Reports Thursday from locals say that the Iraqi Kurdish Peshmerga, fighting with local Christian residents, were able to repel ISIS from Qaraqosh, especially after 1000 Peshmerga troop reinforcements arrived. Locals say after that, from about 10pm, the situation in the town became quieter, while some news agencies say Qaraqosh is now completely abandoned.
Qaraqosh residents initially started to flee to the churches of another nearby Christian town of Karamles. However, from mid-afternoon Wednesday, thousands of cars with people from Qaraqosh and Karamles were seen waiting at the Kurdish-controlled checkpoint to enter Erbil, a safe haven to the north across the 'border' into Kurdistan.

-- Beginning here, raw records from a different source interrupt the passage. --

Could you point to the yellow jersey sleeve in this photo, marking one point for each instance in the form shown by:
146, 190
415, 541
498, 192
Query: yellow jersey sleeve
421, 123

Other families headed for Dohuk, about an hour's drive directly north of Mosul.
About 40 Christian families reached Erbil's Ankawa district where they found temporary shelter at a center for elderly people.
They gave accounts of rockets falling near Qaraqosh houses, one of a Christian man, Rammo; as glass windows shattered, people were injured.
Local Christians were quick to help the new arrivals: "Immediate needs are obvious: water and food" said one. "Some are sleeping on a piece of cardboard, so mattresses and pillows are needed too. And with temperatures reaching 45 degrees during the day, we need air coolers, especially important for families with young children or elderly."
Imposition of 'jizya tax' on Mosul Christian minority
Meanwhile a member of Iraq's High Commission on Human Rights Dr. Sallama Al Khafaji has told an Arabic news website, Al Sumaria, that last Saturday, June 21 ISIS began to demand a poll tax (jizya) from Christians in Mosul. In a custom rooted in medieval times, under strict Islamic law, Christians were required to have to pay protection money and are not allowed to publicly express their faith.
Dr Al Khafaji is reported to have said that in one case, ISIS members entered the home of an Assyrian family to demand it. She reports that when the Assyrian family said they did not have the money, three ISIS members raped the mother and daughter in front of the husband and father. The husband and father was so traumatized that he committed suicide, she reported.
"The Christians have told me that they cannot pay this tax," said Dr. Al-Khafaji, "and they say 'what am I to do, shall I kill myself?'"
Meanwhile, Iraqi church leaders, including those from the capital Baghdad – hundreds of miles to the south, have met in Erbil to discuss a 'rescue plan', amid growing fears that the ISIS Islamist attacks have put Christianity at increased risk of being extinguished from the country.
Chaldean Auxiliary Bishop of Baghad Saad Sirop, who'd risked travel to the north to Erbil for the meeting, said the crisis could only be solved by reconciliation between the Sunni and Shi'a Muslims. He repeated calls for the international community to press for negotiation between the various Islamic leaders. He added that military action would be counter-productive. "Military intervention did not resolve anything in Syria, nor here in Iraq, so we should not think this will work this time."
Bishop Saad added: "We ask God to give us the wisdom to face these problems with courage. There is no doubt that we are passing through some difficult days."